If I pick something like L1=8 units and L0=7 units then the incremental dispersion looks like:

(this is the derivative of the above function)

What I like about it, is that it generates the "cusp" that Hubbert saw on his cumulative footage return graph. Look at the superimposed blue curve:

The non-sweet spot return shows a plateau at zero (constant positive rate) whereas the sweet spot definitely shows a cusp, which may be reflected by the actual data that Hubbert plotted.

I will try to reconcile the difference between your formula and this one. Admittedly, I did this my derivation in my head because of the convolution identity that dawned on me.

Yes, if L is a sum of independent exponentials with means Lo and L1, then L has density

(*) 1/(L1-L0)*( exp(-x/L1)-exp(-x/L0) ), for x >= 0.

(Of course, when L0->L1 this will collapse to a Gamma distribution with 2 degrees of freedom).

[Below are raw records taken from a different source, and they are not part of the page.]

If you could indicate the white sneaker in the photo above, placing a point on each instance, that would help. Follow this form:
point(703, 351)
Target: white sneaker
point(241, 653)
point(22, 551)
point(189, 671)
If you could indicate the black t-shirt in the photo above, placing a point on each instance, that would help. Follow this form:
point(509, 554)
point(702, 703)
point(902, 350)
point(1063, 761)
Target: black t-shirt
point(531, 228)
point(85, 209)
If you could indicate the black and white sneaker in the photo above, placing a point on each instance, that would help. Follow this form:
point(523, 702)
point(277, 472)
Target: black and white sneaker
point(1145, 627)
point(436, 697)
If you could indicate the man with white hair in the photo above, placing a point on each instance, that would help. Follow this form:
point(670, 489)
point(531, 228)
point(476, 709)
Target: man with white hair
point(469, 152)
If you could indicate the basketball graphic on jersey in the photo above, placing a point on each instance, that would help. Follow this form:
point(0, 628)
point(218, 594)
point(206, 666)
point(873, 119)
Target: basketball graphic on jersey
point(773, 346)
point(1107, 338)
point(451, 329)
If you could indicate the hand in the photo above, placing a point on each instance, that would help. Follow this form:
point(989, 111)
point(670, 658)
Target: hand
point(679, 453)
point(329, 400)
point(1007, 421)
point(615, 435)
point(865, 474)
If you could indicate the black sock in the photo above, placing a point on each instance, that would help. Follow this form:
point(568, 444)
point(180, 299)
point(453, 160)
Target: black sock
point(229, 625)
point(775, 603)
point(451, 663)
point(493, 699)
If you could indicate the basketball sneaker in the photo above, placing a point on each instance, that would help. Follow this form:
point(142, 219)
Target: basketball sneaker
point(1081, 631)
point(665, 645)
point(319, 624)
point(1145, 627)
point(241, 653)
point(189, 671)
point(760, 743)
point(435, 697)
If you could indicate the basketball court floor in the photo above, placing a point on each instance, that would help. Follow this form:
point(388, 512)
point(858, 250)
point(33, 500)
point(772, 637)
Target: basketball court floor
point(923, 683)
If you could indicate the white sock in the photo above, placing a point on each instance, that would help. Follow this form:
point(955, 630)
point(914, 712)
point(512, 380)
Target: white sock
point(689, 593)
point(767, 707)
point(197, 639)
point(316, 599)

In the formulas above, I assumed that S is also Gamma(2,s) distributed, which perhaps is harder to give a physical interpretation than for L. If we assume S ~ Exp(lambda) and L density (*), then

E[D(S,L)] = lambda*(1 - 1/(L1-Lo)*(1/(1/lambda + 1/L1) - 1/(1/lambda + 1/Lo)) ).

But perhaps all this fiddling around with different distibutions is of moderate interest: it is probably most important to recognice that the most important thing is to have some kind of uncertainty ("dispersion") in lambda and L. Whether this is the case, I would say, comes down to how sensitive the "output" is to the various assumptions on the distributions, the "output" being whatever the model help us to say about the real world. (In this case, perhaps the expected volume of discoveries in the next few years.)

Another thing we could try to adress is the sample variability: we have focused on the mean of D(S,L), but it should be straight forward to compute condfidence intervals for future discoveries, given assumptions on the distributions of S and L. (Maybe you already did this).

Another (minor) comment: i don't think the single dispersive model corresponds to a uniformly distributed L --- in that model, L = Lo deterministically (i.e. point mass 1 at Lo in probability lingo).

In fact, L uniformly distributed on [0,2*L0] (to make E[L] = L0) gives

E[D(S,L)] = labmda*( 1 - 1/(2*Lo) + 1/(2*Lo)*exp(-2*Lo/lambda) ).